Have you considered the alternative of just adding those types to core::ffi like c_void already is?

[gnzlbg]

Have you considered the alternative of just adding those types

Not much, yet. The bar for adding those to core::ffi is the same as for libc: these types have to be correct on all past, present, and future platforms. Also, because libc supports older Rust toolchains, cty could only re-export these from core::ffi for toolchains for which this is available, and will still need to continue to provide these themselves on older toolchains. That is, we have to get this right for cty/libc anyways.

I suspect that once we get this right for the cty crate, then "moving" these to core::ffi should be easy. All the work making sure that these are correct can be reused in an RFC that proposes that, and we'll already have the experience that "we did it for libc and nothing broke".

Implementation-wise, we probably want to avoid duplicating the maintenance of all of this. So what will happen is that core::ffi will actually depend on a "special" build of cty and re-export some of its types, which then cty gets to use when libcore is available as a dependency. But I'd rather worry about these implementation details later, since all of this still requires having a well functioning cty crate.

[denzp]

What do you think about moving cty into a separate module within libc - let's say libc::generic_cty?

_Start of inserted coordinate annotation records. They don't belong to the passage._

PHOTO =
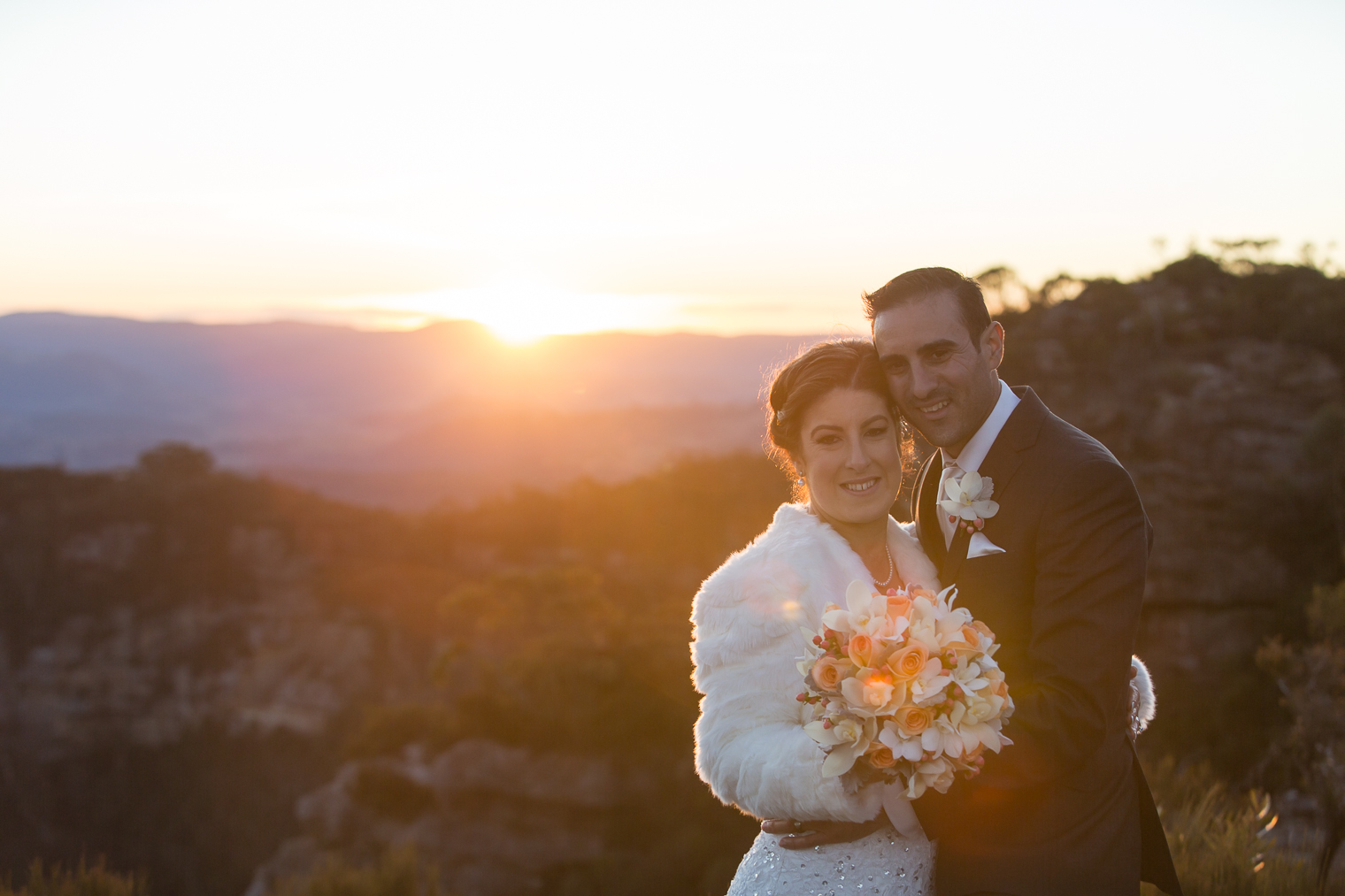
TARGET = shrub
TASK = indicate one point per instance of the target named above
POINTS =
(1220, 844)
(385, 731)
(80, 882)
(390, 793)
(397, 873)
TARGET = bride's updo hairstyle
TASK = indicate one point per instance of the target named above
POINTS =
(841, 364)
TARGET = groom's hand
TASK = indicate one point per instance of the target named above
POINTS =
(807, 834)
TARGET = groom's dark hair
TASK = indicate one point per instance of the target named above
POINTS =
(930, 281)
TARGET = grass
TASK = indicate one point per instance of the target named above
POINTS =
(1221, 842)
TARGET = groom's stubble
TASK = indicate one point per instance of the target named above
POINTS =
(943, 379)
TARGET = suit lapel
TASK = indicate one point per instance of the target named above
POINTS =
(927, 510)
(1001, 463)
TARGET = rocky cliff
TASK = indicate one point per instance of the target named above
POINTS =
(227, 682)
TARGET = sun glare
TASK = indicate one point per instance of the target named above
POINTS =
(524, 310)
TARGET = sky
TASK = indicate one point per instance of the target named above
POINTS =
(719, 167)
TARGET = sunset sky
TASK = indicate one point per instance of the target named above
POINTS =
(723, 167)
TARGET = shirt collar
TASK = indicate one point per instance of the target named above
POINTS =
(974, 452)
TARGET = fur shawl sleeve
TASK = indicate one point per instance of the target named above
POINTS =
(749, 741)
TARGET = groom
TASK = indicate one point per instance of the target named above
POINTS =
(1059, 575)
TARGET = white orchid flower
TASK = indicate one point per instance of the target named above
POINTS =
(936, 774)
(967, 676)
(928, 685)
(848, 739)
(902, 746)
(873, 693)
(969, 497)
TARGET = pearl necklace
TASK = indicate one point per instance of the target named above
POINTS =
(892, 571)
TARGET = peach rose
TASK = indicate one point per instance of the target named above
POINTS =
(880, 756)
(912, 720)
(827, 673)
(860, 648)
(899, 607)
(910, 661)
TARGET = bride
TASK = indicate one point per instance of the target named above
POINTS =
(835, 428)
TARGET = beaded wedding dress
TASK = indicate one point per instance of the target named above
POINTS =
(750, 746)
(882, 864)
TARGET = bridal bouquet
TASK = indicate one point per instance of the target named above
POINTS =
(904, 686)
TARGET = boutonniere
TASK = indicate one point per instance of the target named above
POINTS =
(967, 501)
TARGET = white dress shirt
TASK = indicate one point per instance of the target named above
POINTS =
(974, 454)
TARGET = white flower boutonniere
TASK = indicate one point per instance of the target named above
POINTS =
(967, 501)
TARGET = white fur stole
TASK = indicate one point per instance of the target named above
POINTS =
(749, 741)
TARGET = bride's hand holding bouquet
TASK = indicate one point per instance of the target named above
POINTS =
(903, 686)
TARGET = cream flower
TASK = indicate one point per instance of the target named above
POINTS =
(865, 611)
(848, 739)
(969, 497)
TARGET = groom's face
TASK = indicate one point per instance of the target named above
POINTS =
(941, 376)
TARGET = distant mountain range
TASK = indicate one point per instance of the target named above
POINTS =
(396, 418)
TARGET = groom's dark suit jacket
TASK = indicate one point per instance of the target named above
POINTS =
(1065, 808)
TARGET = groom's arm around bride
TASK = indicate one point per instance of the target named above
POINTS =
(1059, 573)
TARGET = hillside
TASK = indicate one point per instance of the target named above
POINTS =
(387, 418)
(222, 679)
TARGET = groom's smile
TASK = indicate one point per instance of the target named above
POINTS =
(942, 377)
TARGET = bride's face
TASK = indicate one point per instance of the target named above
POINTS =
(850, 456)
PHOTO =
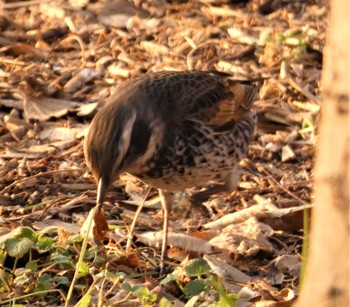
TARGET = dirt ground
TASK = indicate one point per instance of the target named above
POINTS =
(59, 60)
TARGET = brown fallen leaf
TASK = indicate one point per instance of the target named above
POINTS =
(99, 226)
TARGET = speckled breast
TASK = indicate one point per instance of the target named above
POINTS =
(197, 154)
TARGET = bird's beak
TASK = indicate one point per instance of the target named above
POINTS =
(101, 191)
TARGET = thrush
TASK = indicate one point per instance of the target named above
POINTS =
(172, 130)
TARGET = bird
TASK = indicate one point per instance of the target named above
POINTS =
(172, 130)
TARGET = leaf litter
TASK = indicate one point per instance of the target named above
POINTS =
(59, 60)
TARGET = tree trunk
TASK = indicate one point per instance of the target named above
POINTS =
(327, 275)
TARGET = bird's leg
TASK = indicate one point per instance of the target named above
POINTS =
(132, 226)
(165, 201)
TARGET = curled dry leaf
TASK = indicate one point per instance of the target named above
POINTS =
(43, 108)
(185, 242)
(224, 270)
(97, 223)
(247, 238)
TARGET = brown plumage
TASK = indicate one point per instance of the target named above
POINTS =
(173, 130)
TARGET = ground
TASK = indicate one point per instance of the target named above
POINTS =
(59, 60)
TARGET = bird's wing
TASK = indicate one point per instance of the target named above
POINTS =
(206, 97)
(218, 100)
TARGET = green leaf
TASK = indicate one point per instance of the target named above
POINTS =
(192, 302)
(168, 279)
(45, 279)
(62, 259)
(23, 232)
(21, 280)
(197, 267)
(45, 243)
(61, 280)
(18, 248)
(83, 270)
(85, 300)
(32, 265)
(164, 302)
(194, 287)
(117, 276)
(126, 287)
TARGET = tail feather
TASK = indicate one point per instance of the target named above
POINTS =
(244, 96)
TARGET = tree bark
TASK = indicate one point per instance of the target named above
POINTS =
(327, 275)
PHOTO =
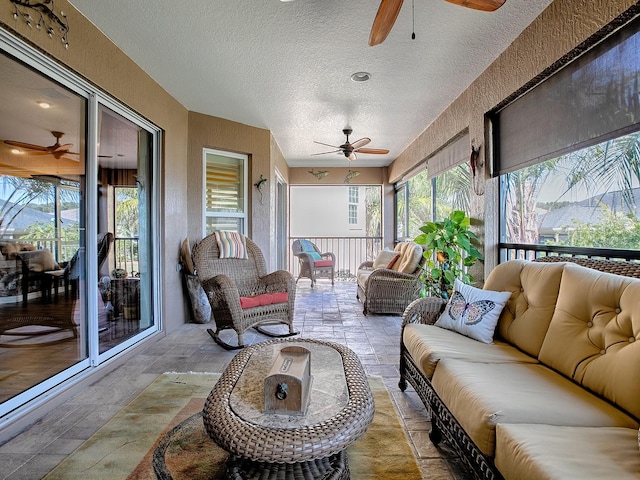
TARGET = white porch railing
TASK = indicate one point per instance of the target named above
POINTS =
(350, 252)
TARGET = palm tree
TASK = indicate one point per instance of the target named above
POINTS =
(521, 191)
(611, 165)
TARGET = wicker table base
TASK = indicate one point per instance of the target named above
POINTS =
(334, 467)
(265, 446)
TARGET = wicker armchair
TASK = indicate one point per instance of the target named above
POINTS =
(241, 293)
(313, 263)
(390, 290)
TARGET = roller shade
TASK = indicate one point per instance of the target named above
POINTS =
(455, 153)
(591, 100)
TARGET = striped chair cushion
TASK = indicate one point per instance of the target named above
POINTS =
(231, 244)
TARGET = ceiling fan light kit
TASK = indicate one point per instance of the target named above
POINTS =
(361, 77)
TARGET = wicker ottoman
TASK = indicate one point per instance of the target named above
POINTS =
(264, 445)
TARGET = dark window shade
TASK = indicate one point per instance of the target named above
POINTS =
(591, 100)
(455, 153)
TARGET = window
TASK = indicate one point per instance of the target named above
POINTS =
(353, 205)
(353, 195)
(587, 198)
(353, 214)
(568, 153)
(225, 198)
(421, 199)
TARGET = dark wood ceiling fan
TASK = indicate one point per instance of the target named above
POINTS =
(389, 9)
(57, 149)
(349, 149)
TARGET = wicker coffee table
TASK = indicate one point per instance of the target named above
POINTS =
(266, 445)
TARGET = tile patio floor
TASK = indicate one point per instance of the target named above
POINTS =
(324, 312)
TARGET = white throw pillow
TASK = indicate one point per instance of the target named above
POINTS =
(385, 259)
(473, 312)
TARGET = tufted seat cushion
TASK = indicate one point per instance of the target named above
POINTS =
(428, 344)
(593, 334)
(482, 395)
(525, 319)
(535, 452)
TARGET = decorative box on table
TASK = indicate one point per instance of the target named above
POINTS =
(287, 388)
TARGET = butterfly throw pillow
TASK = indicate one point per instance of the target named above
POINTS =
(473, 312)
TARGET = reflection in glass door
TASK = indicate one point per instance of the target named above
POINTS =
(76, 230)
(124, 156)
(42, 254)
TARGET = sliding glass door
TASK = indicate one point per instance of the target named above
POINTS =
(77, 196)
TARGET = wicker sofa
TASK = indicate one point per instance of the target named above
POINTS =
(557, 393)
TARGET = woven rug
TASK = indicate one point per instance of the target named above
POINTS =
(124, 447)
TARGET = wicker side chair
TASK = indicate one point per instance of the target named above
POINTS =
(313, 264)
(241, 293)
(389, 290)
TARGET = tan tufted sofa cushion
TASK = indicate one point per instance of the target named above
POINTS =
(526, 317)
(593, 334)
(410, 255)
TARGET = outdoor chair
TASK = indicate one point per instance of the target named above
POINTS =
(233, 273)
(392, 281)
(312, 263)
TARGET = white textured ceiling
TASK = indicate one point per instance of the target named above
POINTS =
(286, 66)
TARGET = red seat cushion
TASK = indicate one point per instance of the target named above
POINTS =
(323, 263)
(263, 299)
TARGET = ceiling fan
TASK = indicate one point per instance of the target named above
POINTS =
(389, 9)
(349, 150)
(57, 149)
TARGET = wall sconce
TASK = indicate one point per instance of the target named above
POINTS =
(477, 171)
(48, 20)
(260, 186)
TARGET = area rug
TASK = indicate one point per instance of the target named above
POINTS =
(167, 413)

Then whitelisted targets can implicitly reexport (or override some of them) types from the submodule, and users of not-supported targets will have to explicitly specify the types from libc::generic_cty?

Eventually, in order to achieve a complete concistency:

• make core::ffi reexport the libc::generic_cty::*;
• make std::os::raw reexport target-specific libc::{c_int, ...} types for the whitelisted targets.

Later we can go deeper and let a user build only "the C types" out of the libc with crate features.

[madsmtm]

std::os::raw has recently been moved/duplicated to core::ffi under an unstable feature flag, tracking issue here: https://github.com/rust-lang/rust/issues/94501

[chrysn]

… and has been stabilized aiming for 1.64.